EL MUNDO QUE CONOCIMOS

La ciencia avanza a un ritmo acelerado, tanto que amenaza todas nuestras seguridades e ideas heredadas de la filosofía griega: el tiempo, el espacio, la causalidad, la materia. Se han vertido ríos de razonamiento a lo largo de la historia de la Filosofía para indagar en estas ideas escurridizas pero innatas en nuestra especie, esquemas mentales heredados que evidencian nuestra adaptación exitosa al mundo que percibimos con los sentidos y en el que nos movemos. Pero el mundo se extiende además hacia dimensiones que nuestros sentidos no perciben directamente, en las escalas microscópicas y cósmicas, que sin embargo son accesibles por la razón, la instrumentación y las matemáticas. Y aquí surge la sorpresa, la rotura de nuestras convicciones sensibles, de nuestros patrones innatos de conocimiento. La idea de tiempo ya empezó a tambalearse cuando la teoría de la Relatividad demostró que no era algo absoluto, sino relativo al observador y a la velocidad con la que se movía. Y lo mismo sucedía con el espacio, evidenciando que ambos estaban tan relacionados que podría hablarse de una sola cosa. Ya en el lenguaje ordinario confundimos ambos conceptos, usando frases como " ha pasado largo tiempo", Pero la puntilla definitiva a nuestras convicciones mundanas la ha dado la física cuántica, la física de partículas subatómicas, que parecen comportarse de manera tan extraña al sentido común que nos hace pensar que "nuestro" mundo es sólo nuestro, una percepción meramente humana, parcial e imperfecta de la realidad.
Problemas metafísicos como la coexistencia del tiempo y la eternidad, racionalmente arduos de resolver, aparecen sencillamente resueltos en "universos de juguete", simulaciones simplificadas en base a sistemas de partículas entrelazadas cuánticamente, generadas a la vez, en las que un observador interior sí ve transcurrir el tiempo del "universo de juguete", mientras que un observador exterior lo ve inmóvil, eterno. En cuanto al espacio, no parece existir entre partículas entrelazadas, ya que existe una comunicación instantánea entre sus estados, como si fueran una misma cosa a pesar de estar separadas a gran distancia. Y  la causalidad tampoco existe a nivel de partículas, siendo substituida por la noción de probabilidad.

Todo lo anterior muestra que vivimos en un mundo aparente, representado, como ya pensaba Platón con su mito de la caverna.
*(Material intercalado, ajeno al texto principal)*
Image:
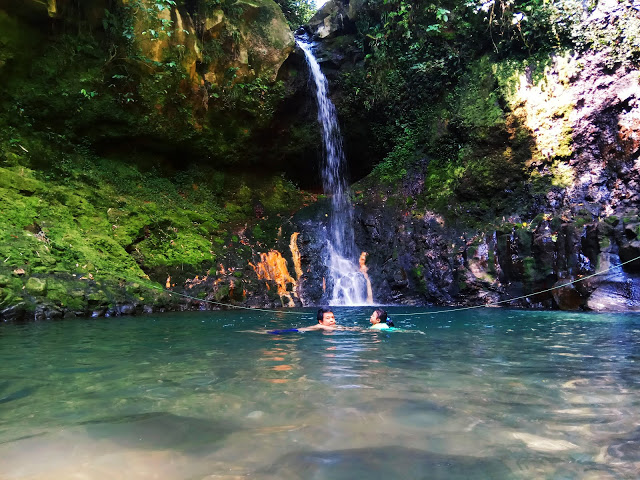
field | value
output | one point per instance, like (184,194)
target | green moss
(478,106)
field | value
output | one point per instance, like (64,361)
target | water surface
(482,394)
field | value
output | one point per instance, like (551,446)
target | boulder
(254,43)
(336,17)
(567,297)
(36,286)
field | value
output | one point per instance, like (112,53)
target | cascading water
(347,282)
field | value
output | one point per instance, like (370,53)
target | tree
(297,12)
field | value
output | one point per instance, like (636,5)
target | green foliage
(297,12)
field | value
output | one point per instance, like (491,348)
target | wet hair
(321,312)
(382,315)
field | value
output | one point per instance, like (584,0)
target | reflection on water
(485,394)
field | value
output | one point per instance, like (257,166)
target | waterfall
(347,283)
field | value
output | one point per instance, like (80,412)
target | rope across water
(457,309)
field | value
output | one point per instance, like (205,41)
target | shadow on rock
(385,463)
(160,430)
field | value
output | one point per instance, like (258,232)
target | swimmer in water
(326,321)
(380,320)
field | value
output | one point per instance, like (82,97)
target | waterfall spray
(348,285)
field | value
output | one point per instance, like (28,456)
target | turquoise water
(482,394)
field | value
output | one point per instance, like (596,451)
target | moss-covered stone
(36,286)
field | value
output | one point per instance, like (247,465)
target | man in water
(326,321)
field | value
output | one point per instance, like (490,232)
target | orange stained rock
(364,270)
(273,266)
(295,253)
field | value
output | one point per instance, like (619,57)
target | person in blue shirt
(380,320)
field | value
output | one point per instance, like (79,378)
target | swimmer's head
(380,316)
(326,317)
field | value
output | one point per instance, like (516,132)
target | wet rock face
(336,17)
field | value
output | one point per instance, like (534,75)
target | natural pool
(482,394)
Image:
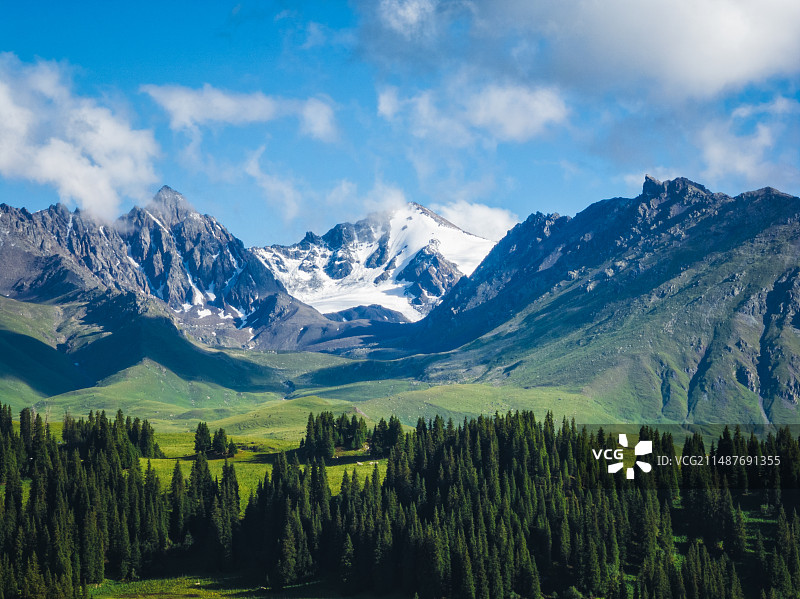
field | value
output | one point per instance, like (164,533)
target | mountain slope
(405,261)
(677,305)
(216,288)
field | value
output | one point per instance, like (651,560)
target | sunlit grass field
(253,461)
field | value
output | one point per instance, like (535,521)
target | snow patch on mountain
(405,261)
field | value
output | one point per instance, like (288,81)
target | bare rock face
(405,260)
(215,288)
(682,301)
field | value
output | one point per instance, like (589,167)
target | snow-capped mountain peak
(404,260)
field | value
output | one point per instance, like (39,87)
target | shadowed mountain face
(405,260)
(215,287)
(679,304)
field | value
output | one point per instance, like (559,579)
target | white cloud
(666,48)
(780,106)
(478,219)
(279,191)
(344,193)
(428,122)
(726,153)
(514,112)
(191,108)
(318,120)
(693,48)
(51,136)
(389,103)
(407,17)
(468,112)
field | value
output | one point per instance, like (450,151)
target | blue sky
(283,117)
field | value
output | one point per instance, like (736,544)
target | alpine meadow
(379,335)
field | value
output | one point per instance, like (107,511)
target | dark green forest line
(498,507)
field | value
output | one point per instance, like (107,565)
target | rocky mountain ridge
(405,260)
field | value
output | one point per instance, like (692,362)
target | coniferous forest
(497,507)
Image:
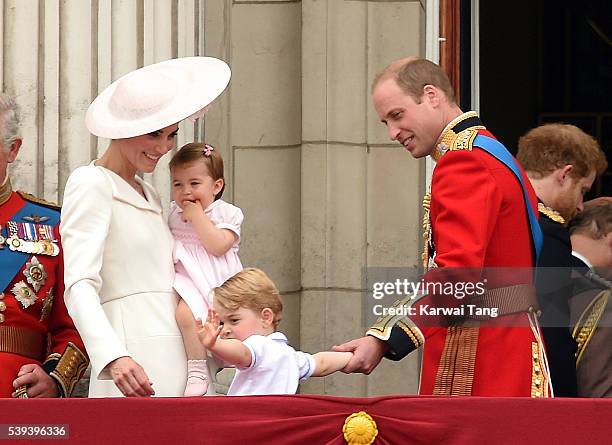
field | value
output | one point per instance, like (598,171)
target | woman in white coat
(117,247)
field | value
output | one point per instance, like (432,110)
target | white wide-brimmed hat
(156,96)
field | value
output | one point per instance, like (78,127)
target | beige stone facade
(323,190)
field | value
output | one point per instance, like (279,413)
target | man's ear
(563,173)
(432,95)
(14,149)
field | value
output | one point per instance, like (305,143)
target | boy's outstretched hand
(209,331)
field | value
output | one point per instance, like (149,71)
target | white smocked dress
(197,271)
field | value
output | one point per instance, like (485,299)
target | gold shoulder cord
(587,324)
(552,214)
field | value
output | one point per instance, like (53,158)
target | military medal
(47,305)
(35,218)
(24,294)
(35,273)
(38,239)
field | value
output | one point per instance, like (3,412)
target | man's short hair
(595,221)
(250,288)
(548,147)
(9,115)
(412,74)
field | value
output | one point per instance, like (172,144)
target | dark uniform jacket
(554,289)
(34,324)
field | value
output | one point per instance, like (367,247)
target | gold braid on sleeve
(69,369)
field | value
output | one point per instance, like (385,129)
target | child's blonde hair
(195,151)
(250,288)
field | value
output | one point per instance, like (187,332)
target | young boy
(247,310)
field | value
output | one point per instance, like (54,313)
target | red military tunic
(34,324)
(478,220)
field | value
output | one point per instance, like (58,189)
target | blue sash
(11,262)
(496,149)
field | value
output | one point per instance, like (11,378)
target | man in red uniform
(481,214)
(41,353)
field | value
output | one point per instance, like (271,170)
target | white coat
(119,274)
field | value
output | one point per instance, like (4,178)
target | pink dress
(197,271)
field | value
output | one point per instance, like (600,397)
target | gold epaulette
(69,369)
(588,322)
(31,198)
(451,140)
(552,214)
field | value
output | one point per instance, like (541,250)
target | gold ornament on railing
(359,429)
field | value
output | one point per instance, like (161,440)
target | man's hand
(367,352)
(38,382)
(209,332)
(192,210)
(130,378)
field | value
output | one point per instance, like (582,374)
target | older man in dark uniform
(561,162)
(41,353)
(590,305)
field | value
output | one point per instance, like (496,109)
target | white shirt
(276,368)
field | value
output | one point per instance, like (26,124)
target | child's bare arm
(328,362)
(231,351)
(216,241)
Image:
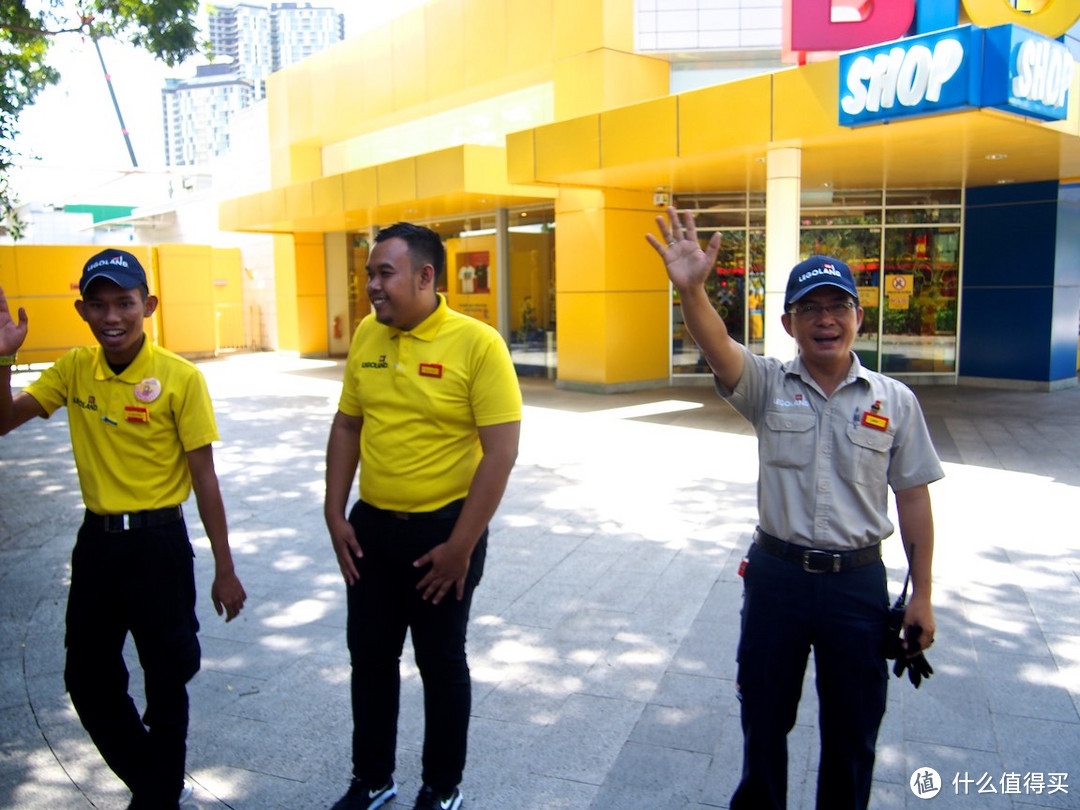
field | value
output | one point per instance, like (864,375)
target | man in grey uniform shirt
(833,437)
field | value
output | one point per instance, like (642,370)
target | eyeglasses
(839,309)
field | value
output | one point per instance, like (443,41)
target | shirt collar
(856,372)
(429,326)
(136,370)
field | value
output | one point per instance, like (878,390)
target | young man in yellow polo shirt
(142,424)
(431,403)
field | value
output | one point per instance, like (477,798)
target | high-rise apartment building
(260,40)
(248,41)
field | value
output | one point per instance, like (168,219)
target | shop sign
(1008,68)
(913,77)
(1026,73)
(841,25)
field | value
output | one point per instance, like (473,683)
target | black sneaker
(428,799)
(362,796)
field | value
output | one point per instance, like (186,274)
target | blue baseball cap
(119,267)
(819,271)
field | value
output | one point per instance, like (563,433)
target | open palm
(686,262)
(12,333)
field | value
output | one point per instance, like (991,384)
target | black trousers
(786,611)
(382,605)
(139,582)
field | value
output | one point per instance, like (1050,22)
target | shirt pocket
(788,440)
(867,461)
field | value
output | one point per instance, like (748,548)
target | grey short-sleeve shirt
(825,464)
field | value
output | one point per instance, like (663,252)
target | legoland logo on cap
(819,271)
(119,267)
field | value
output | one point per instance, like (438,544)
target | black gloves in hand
(917,665)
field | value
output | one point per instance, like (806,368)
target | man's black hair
(424,245)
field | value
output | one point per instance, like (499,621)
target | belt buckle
(832,562)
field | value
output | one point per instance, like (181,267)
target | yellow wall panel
(485,167)
(8,281)
(486,43)
(568,146)
(227,275)
(188,324)
(579,26)
(185,273)
(626,265)
(378,89)
(606,79)
(725,116)
(361,189)
(350,106)
(327,196)
(409,59)
(396,181)
(636,336)
(298,201)
(310,270)
(580,336)
(482,301)
(313,337)
(521,157)
(643,132)
(805,102)
(311,320)
(446,72)
(284,262)
(440,173)
(580,243)
(529,34)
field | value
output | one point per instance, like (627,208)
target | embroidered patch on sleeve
(431,369)
(136,414)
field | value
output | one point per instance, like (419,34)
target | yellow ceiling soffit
(716,139)
(461,179)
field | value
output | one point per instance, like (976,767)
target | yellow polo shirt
(130,432)
(422,394)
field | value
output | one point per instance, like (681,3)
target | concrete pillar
(782,191)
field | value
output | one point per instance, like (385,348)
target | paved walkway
(604,633)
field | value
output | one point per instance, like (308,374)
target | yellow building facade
(541,146)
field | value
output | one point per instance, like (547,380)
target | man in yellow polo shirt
(431,403)
(142,424)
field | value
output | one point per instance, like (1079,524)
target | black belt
(818,561)
(130,521)
(450,510)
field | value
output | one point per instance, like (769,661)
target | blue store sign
(1007,67)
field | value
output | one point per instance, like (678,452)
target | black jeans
(842,617)
(139,582)
(383,604)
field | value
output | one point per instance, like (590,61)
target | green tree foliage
(165,28)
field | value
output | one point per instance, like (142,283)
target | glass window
(737,285)
(919,300)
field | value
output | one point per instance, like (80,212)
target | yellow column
(783,188)
(612,300)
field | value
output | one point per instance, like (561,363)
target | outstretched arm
(688,267)
(21,408)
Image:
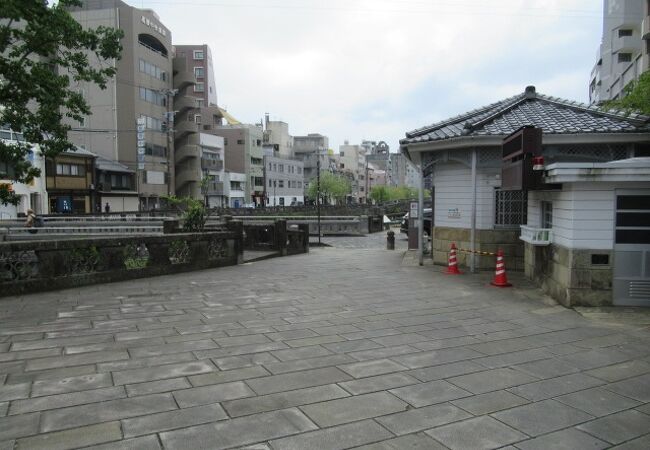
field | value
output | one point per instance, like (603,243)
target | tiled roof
(553,115)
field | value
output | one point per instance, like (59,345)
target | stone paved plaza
(339,348)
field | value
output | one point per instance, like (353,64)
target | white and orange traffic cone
(500,278)
(452,267)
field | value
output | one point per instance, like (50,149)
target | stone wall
(569,276)
(50,265)
(486,241)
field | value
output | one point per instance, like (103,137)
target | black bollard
(390,240)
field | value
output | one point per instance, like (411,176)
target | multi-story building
(70,182)
(283,178)
(310,149)
(277,133)
(32,195)
(141,89)
(199,153)
(115,185)
(623,53)
(243,153)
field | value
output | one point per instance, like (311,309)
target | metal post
(421,219)
(472,235)
(318,192)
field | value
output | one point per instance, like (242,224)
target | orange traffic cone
(500,279)
(452,268)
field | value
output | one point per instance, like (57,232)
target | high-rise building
(142,89)
(623,52)
(199,157)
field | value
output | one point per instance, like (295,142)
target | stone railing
(49,265)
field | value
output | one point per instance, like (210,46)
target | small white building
(588,242)
(235,189)
(32,195)
(581,261)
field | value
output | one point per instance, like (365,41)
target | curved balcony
(187,174)
(185,152)
(184,102)
(185,127)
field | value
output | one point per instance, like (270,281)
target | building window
(510,208)
(547,214)
(71,170)
(625,57)
(155,150)
(152,96)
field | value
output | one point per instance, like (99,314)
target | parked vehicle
(404,227)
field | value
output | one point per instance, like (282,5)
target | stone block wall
(486,241)
(569,276)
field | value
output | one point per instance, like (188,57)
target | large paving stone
(489,402)
(77,416)
(619,427)
(424,394)
(339,437)
(65,400)
(282,400)
(478,433)
(491,380)
(74,438)
(378,383)
(297,380)
(212,394)
(155,423)
(598,401)
(542,417)
(240,431)
(569,439)
(422,418)
(350,409)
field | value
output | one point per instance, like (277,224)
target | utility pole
(318,191)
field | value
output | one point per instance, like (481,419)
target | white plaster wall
(583,213)
(453,189)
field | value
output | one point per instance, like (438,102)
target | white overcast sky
(374,69)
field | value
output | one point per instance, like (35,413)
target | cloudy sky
(374,69)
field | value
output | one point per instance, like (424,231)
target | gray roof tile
(552,114)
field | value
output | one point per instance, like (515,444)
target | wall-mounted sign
(413,212)
(148,22)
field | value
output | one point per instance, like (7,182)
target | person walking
(30,221)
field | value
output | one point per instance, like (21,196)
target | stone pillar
(237,227)
(304,228)
(390,240)
(281,236)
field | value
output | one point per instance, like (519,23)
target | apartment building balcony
(215,188)
(626,44)
(185,152)
(212,164)
(184,102)
(182,76)
(185,127)
(186,174)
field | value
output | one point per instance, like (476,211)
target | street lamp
(318,191)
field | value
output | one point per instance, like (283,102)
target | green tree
(42,51)
(331,186)
(380,194)
(637,96)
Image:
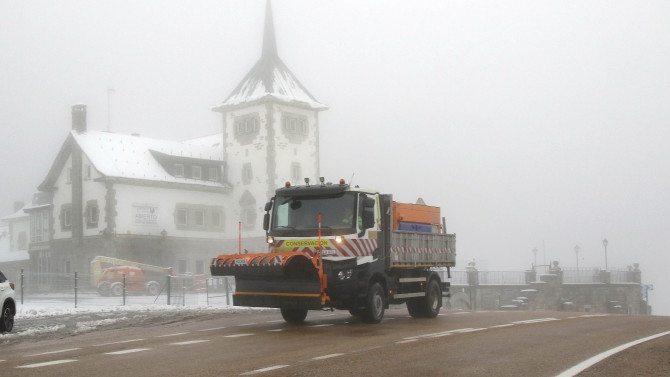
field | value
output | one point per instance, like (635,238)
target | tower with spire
(270,133)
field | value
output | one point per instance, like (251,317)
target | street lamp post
(605,245)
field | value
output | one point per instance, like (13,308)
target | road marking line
(406,341)
(597,358)
(327,356)
(175,334)
(263,370)
(214,328)
(52,352)
(132,350)
(121,342)
(47,363)
(189,342)
(505,325)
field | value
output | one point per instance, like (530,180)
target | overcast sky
(537,124)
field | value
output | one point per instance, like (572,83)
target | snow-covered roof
(16,215)
(128,156)
(270,79)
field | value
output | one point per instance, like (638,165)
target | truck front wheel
(294,315)
(374,309)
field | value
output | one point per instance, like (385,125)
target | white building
(178,204)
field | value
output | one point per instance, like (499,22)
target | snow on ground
(50,316)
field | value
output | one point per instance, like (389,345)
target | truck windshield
(299,216)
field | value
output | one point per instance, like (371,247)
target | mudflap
(272,280)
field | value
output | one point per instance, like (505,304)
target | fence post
(22,286)
(168,289)
(225,279)
(75,289)
(124,289)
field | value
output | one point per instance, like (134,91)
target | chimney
(79,118)
(18,206)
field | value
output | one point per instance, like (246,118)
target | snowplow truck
(332,246)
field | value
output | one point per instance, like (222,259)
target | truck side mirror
(266,221)
(368,217)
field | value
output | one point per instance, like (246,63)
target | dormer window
(178,170)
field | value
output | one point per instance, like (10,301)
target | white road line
(175,334)
(237,335)
(52,352)
(263,370)
(121,342)
(189,342)
(406,341)
(214,328)
(56,362)
(327,356)
(597,358)
(132,350)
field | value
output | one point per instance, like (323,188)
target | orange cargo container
(415,213)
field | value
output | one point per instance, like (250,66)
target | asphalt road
(336,344)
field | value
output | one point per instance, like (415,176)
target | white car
(8,304)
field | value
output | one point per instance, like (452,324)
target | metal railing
(74,290)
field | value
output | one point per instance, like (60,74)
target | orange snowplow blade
(277,280)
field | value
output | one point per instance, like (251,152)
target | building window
(247,173)
(182,216)
(66,217)
(181,266)
(87,172)
(22,241)
(296,172)
(196,172)
(199,218)
(178,170)
(246,125)
(295,124)
(213,174)
(216,219)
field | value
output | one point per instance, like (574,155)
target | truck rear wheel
(294,315)
(374,309)
(428,306)
(116,289)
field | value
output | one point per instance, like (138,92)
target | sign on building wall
(145,215)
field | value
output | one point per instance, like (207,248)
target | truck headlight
(345,274)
Tanto tiempo para llegar a la misma conclusión es desesperante, aunque sin embargo ahora se tiene la certeza de que es así.

En muy poco tiempo, relativamente, nuestra idea del mundo va a cambiar y todo tendrá que irse adaptando a los nuevos conocimientos. La Metafísica va a dejar de ser algo fuera de las fronteras de la Física, y la Religión acabará, quizás, confundiéndose con el Humanismo futuro (ya lo planteaba Teilhard de Chardin de alguna manera). Entretanto... seguiremos viviendo, igual que siempre, como Dios nos dé a entender.  

lunes, 12 de diciembre de 2016

LA EVOLUCIÓN

“En el principio era el caos y las tinieblas cubrían la faz del abismo”. Esa es la tremenda descripción que hace el Génesis del origen del Universo. Es una maravilla la inspiración del autor bíblico, que describe perfectamente lo que la ciencia va encontrando. Abismo de la nada, tinieblas, caos creador del Big Bang. Desde entonces, e impulsado por la fuerza de la Gran Explosión, el Universo no ha dejado de cambiar. Cuando se estabilizaron las grandes masa de materia incandescente de larga vida, como son las estrellas y galaxias, en algunos planetas templados por la radiación de su estrella cercana surgió milagrosamente la vida en el medio acuático, después de un largo camino de combinaciones al azar entre los compuestos químicos del planeta. Eso lo sabemos por el nuestro, pero es fácil imaginar que no se trata de un caso único entre los miles de millones de planetas semejantes, que giran alrededor de estrellas separadas a distancias inalcanzables.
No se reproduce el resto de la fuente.